Because a huge proportion of the time there's nothing useful that you can actually do when you catch an exception, other than print the stack trace and exit. And because people are forced to catch the exception instead of letting it bubble up and stop the program, half the time they just swallow it and ignore it, which is even worse.
try {
// do stuff
} catch (TheCheckedException ex) {
// ignore it
}
then the code continues even though it could be in a bad state if an exception did occur.
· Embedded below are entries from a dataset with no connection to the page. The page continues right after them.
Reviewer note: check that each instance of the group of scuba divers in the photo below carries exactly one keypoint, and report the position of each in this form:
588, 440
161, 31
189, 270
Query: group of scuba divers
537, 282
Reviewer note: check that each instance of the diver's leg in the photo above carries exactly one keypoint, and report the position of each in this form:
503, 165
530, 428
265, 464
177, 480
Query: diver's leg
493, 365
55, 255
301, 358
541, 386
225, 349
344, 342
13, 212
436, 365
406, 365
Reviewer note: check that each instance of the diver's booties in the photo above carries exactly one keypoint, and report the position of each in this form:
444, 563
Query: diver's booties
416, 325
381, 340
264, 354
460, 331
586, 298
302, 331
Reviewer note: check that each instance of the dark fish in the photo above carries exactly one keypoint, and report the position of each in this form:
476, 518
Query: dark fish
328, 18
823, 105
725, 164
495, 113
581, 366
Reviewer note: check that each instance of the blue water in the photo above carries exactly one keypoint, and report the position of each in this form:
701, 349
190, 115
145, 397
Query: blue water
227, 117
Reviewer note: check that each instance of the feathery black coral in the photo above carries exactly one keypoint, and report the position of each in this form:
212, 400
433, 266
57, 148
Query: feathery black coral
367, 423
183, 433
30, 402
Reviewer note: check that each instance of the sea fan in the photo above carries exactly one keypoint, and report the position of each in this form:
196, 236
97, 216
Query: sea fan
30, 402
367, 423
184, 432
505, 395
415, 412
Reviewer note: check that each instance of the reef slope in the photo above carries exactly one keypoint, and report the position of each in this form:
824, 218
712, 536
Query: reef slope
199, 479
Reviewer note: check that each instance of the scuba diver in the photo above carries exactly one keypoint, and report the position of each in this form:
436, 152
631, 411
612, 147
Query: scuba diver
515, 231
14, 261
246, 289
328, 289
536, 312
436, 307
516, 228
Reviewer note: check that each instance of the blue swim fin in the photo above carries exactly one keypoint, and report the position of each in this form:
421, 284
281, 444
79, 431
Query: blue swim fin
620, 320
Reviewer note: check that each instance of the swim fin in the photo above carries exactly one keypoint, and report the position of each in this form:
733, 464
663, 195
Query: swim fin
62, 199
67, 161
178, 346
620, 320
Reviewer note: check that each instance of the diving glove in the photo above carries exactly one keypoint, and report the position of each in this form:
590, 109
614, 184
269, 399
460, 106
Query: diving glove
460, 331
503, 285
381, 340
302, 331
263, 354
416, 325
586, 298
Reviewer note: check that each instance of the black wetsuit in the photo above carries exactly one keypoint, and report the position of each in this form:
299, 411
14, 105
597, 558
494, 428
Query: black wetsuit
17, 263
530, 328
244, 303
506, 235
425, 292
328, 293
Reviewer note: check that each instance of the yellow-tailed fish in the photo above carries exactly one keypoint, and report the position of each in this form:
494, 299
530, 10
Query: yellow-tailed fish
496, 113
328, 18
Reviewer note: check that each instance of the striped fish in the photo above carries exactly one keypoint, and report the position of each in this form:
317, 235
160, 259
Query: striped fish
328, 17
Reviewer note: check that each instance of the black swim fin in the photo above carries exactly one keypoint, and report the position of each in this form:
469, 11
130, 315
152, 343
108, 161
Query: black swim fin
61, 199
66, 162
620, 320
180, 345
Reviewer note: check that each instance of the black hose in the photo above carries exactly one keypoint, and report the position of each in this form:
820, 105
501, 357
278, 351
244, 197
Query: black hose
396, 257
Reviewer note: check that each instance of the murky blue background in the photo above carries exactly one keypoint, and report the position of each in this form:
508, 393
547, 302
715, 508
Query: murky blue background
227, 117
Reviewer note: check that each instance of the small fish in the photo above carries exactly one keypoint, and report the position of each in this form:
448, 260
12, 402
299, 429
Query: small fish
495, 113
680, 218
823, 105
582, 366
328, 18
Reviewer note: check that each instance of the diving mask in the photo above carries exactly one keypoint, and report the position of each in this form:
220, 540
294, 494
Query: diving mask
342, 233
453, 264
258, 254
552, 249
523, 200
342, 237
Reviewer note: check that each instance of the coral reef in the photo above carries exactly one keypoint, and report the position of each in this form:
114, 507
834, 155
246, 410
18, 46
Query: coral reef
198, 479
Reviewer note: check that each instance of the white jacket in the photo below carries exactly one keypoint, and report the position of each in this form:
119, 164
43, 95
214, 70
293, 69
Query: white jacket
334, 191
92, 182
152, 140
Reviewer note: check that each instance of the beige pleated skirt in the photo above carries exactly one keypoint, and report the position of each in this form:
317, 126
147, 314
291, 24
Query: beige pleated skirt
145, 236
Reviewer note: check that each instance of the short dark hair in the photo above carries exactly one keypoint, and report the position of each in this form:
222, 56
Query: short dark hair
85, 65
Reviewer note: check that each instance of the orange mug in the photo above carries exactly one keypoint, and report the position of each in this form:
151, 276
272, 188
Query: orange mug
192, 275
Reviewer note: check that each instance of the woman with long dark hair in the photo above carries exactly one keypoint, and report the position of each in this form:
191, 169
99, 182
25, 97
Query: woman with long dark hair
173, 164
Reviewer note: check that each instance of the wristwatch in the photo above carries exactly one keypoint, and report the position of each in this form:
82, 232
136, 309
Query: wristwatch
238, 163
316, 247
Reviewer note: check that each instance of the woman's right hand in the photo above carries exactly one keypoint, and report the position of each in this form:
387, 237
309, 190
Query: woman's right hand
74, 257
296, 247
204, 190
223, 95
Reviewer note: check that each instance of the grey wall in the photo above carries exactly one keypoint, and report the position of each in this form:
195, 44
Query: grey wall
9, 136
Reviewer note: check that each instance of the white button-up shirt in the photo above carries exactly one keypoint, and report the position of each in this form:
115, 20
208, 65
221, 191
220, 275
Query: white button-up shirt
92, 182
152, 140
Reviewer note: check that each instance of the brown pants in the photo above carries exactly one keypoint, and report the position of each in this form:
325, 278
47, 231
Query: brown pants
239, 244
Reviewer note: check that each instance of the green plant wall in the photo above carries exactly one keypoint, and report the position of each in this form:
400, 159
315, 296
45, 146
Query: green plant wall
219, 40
It's a much better solution to let it propagate up the call stack until it can be dealt with appropriately (e.g. by ending the application, giving a 503 error on a web page request, etc.) Unchecked exceptions will propagate up the call stack by default if you don't do anything, making it harder for people to write bad exception handling code.
I like checked exceptions because you can't not deal with the error condition. Swallowed exceptions is a code smell that any half-decent developer will notice, whereas failing to check for some return value is much more subtle. Java allows you to have both, since you can design your exceptions as unchecked, or rethrow a checked exception wrapped in a runtime exception.
Yes, this! The most irritating debugging I've had to do in Java code is when someone catches an exception, but fails to handle it effectively, resulting in another exception being thrown later. If you don't know how to handle it effectively, just add the 'throws' clause. It's less typing than try/catch, so I don't understand why people choose to make extra work for themselves and for me.
I see a lot of comments here that seem to assume catching the exception is the only option.
Exactly. In Eclipse it's so ridiculously easy to make the method pass it on by adding the throw to your method. I find checked exceptions really useful every day :)
They tend to force you to handle an exception at the wrong level. If you handle them correctly you still have to catch and wrap them at a low-level to not leak an implementation detail in methods signatures. IDE tend to be overly specific on the type of exceptions a method can rise when autofixing methods decls.
In the end you write boilerplate and fight the IDE.